When Diana Ross as Billie Holiday sashays down the steps of a Harlem tenement wearing that bright yellow dress in Lady Sings The Blues, we immediately know that she has graduated from scrubbing the ho-house steps to full-fledged ho. It's the moment that we've all been waiting for. The first on-screen moment that we get to see Ross as we've always come to know her - in full drag! She looks amazing and we're enjoying the sassy old-school swag but there is the nagging sense that we've seen that dress before. Somewhere. But we just can't remember where.
LSB commenced filming on December 3, 1971. They wrapped on February 18, 1972. And so many things happened in between! Berry Gordy impusively decided to rewrite the movie script on an airplane and then hired two Motown women who'd never written a screenplay to rewrite the whole movie - Suzanne De Passe and his part-time woman, singer Chris Clark. But that was nothing. His other part-time woman had never starred in a movie before!

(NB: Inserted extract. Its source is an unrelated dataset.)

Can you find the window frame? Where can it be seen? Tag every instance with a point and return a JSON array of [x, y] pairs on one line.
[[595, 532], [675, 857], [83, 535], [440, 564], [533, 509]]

Gordy went over the $2 million dollar budget alloted by Paramount by $4 million-plus (a then astronomical sum) and had to eat the costs. Then, Paramount wanted to "butcher" the movie down from its proposed three and a half hours to just ninety minutes. Gordy eventually bought out Paramount to own the film and do it his way. Some say it was still butchered at two hours and twenty-four minutes with the glaring inaccuracies about the life of its subject, jazz genius Billie Holiday. Gordy said he wanted to be respectful of the Holiday legacy in the film, but later admitted that while his finished product was "honest" it wasn't "necessarily true."
Two days into the filming, Miss Ross decided she hated the costumes! All the gowns were dumped and Bob Mackie and Ray Agayan were hired to complete forty-three fabulous new creations. One of them was the yellow ho-stroll dress with the matching hat, white purse and gloves. And it's obvious that THEY had seen that outfit before, too
Reginal Marsh didn't design the dress. But he did paint it in 1936. If Berry Gordy couldn't stay true to Miss Holiday's harrowing life story, Mackie and Agayan were certainly sticking to detail with this particular costume. Reginald Marsh made his mark as an artist in the 20's and into the 30's with deft portrayals of Depression-era iconography. He had sketchbooks filled with drawings made on the beach, in the subway and on the streets of New York. Whether in the nightclubs or on the streets of Harlem, his work always showed a passion for contemporary detail, and women were among his favorite subjects. His imagery was known for detailing women as sexual and powerful figures with men often portrayed as voyeurs and less imposing figures in the background. Obviously, the Harlem sistah that wore this dress must have made quite an impression on Mr. Marsh. It is said that he painted High Yaller from memory, but was he referring to the dress or the woman?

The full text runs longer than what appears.